Folha - O senhor acha que foram dadas contribuições "por baixo dos panos", sem bônus?
Bonilha - Eu não tenho elemento concreto para fazer uma afirmativa desta natureza e desta ordem. Mas eu, pela minha experiência de juiz e de homem comum do povo... evidentemente que houve. Há suspeita nesse sentido.
Folha - É possível investigar isso?
Bonilha - É muito difícil.
Folha - Mas isso porque a Justiça não está...
Bonilha - Não, nós dispomos de um quadro grande. Mas de que adianta nós dispormos de dezenas de auditores? O que farão os auditores? Os auditores vão examinar a documentação apresentada, os livros e a escrituração contábil. É fácil compor uma prestação de contas com esses dados preparados. Bons contadores elaboram as contas dos partidos, com os gastos correspondentes.
Agora, é estranho. Viagem de jato fica sempre mais barata em campanha eleitoral, não sei por quê. Eu tenho visto que viajar em jatinho fica por um bom preço.

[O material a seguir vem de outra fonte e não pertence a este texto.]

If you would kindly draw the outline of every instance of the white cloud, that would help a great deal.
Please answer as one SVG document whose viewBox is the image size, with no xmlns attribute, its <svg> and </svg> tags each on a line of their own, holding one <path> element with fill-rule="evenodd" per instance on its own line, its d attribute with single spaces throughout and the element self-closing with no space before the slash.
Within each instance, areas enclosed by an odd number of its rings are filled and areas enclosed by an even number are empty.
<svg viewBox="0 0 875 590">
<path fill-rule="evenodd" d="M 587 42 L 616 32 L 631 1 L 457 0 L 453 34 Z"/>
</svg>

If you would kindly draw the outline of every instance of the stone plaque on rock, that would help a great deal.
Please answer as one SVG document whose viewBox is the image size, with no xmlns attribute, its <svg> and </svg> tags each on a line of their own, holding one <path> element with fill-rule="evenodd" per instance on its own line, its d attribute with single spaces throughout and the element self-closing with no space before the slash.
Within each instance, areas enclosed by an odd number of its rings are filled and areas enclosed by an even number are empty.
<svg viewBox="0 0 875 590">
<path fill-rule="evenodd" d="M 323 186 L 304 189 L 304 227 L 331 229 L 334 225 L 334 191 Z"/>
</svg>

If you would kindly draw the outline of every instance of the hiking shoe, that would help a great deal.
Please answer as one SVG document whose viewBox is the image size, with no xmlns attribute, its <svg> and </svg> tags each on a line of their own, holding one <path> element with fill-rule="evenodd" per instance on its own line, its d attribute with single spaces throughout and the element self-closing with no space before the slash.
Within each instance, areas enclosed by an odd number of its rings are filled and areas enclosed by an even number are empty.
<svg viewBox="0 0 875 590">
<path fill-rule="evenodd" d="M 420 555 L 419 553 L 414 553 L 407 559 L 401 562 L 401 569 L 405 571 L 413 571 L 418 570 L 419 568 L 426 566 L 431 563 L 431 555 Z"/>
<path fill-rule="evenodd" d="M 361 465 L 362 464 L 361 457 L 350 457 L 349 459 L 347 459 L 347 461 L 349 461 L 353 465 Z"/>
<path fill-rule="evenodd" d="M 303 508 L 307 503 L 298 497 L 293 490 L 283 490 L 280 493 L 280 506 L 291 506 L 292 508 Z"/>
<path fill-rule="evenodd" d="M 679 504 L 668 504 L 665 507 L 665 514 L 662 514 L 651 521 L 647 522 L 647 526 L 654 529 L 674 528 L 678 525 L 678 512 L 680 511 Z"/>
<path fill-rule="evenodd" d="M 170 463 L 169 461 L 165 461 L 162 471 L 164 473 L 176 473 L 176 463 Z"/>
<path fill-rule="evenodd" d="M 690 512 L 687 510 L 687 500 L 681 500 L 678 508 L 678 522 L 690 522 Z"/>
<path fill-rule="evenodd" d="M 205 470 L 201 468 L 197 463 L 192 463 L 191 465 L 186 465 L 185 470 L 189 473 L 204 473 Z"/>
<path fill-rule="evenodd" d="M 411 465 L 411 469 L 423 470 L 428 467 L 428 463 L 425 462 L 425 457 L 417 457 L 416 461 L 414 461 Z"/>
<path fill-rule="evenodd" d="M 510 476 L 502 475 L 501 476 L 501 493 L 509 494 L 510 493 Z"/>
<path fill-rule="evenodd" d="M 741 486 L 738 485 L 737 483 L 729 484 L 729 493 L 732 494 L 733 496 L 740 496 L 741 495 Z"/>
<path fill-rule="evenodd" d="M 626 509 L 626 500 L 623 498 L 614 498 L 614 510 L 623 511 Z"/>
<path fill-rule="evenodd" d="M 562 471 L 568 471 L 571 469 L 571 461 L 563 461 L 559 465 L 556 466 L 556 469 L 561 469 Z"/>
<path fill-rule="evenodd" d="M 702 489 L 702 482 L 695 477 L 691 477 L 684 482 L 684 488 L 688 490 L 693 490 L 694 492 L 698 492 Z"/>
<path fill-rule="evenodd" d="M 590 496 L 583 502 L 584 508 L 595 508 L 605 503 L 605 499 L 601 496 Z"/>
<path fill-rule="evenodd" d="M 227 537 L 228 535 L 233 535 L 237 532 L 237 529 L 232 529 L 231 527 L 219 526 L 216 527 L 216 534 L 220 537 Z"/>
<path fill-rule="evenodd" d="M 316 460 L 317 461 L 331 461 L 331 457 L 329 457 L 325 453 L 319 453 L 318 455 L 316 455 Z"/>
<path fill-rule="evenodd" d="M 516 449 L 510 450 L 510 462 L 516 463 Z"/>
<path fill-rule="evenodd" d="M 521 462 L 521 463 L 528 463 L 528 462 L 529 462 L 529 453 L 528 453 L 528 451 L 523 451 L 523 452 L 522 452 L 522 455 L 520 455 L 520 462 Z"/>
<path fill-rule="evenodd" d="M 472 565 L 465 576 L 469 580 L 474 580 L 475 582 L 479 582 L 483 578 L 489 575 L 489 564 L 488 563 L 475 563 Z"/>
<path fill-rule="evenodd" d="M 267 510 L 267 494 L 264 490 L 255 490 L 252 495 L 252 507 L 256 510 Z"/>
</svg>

O que nós precisamos é evitar essas leizinhas casuísticas anuais. Os legisladores, quando elaboraram a lei eleitoral deste ano, não estavam interessados mesmo na aplicação rígida de princípios de controles de gastos e arrecadações. Ficou capenga o sistema instituído, o sistema de bônus.
Folha - Mário Covas (PSDB) e Francisco Rossi (PDT) já apresentaram as prestações de contas do primeiro turno –respectivamente, cerca de R$ 6 milhões e R$ 1 milhão. Essas campanhas não foram muito baratas?
Bonilha - Eu acho que ficou um valor bastante inexpressivo em função da publicidade que nós assistimos, mas não temos elementos para contestar esses dados. Principalmente os valores do segundo, o candidato derrotado (Rossi). É estranho que se consiga gastar tão pouco. Para uma campanha de vereador, até se justificaria... Agora, eu só fico esperando a prestação definitiva de contas. Aí, nós vamos ver...
Folha - O que vai ser possível fazer?
Bonilha - Nós vamos ver em que valor vai ficar. Alguns pontos de cobrança de valor nós temos.
Folha - Vão comparar com valores de mercado?
Bonilha - De alguns dados a gente dispõe. Vamos contar com isso.
Folha - Esses problemas afetam a legitimidade da eleição?
Bonilha - Não, acho que não afeta. Na eleição majoritária, não vejo como. Na proporcional, eu vejo. Em matéria eleitoral, o sistema todo tem que ser modificado.
Folha - E sobre as fraudes...
Bonilha - A exigência da informatização é indeclinável. Para afastar erros e fraudes, só a informatização. E os erros são muitos.
Folha - Esses erros foram em um volume tal que poderiam afetar o resultado da eleição?
Bonilha - Não, porque os candidatos dispõem dos boletins e têm os fiscais.
Folha - Que outros pontos precisariam ser revistos na legislação eleitoral?
Bonilha - É preciso restabelecer a fidelidade partidária e a reformulação dos partidos, para evitar legendas de aluguel. A revisão constitucional é reclamo da nação. Temos que fazê-la, não só no aspecto tributário. É a oportunidade de mudança da legislação eleitoral.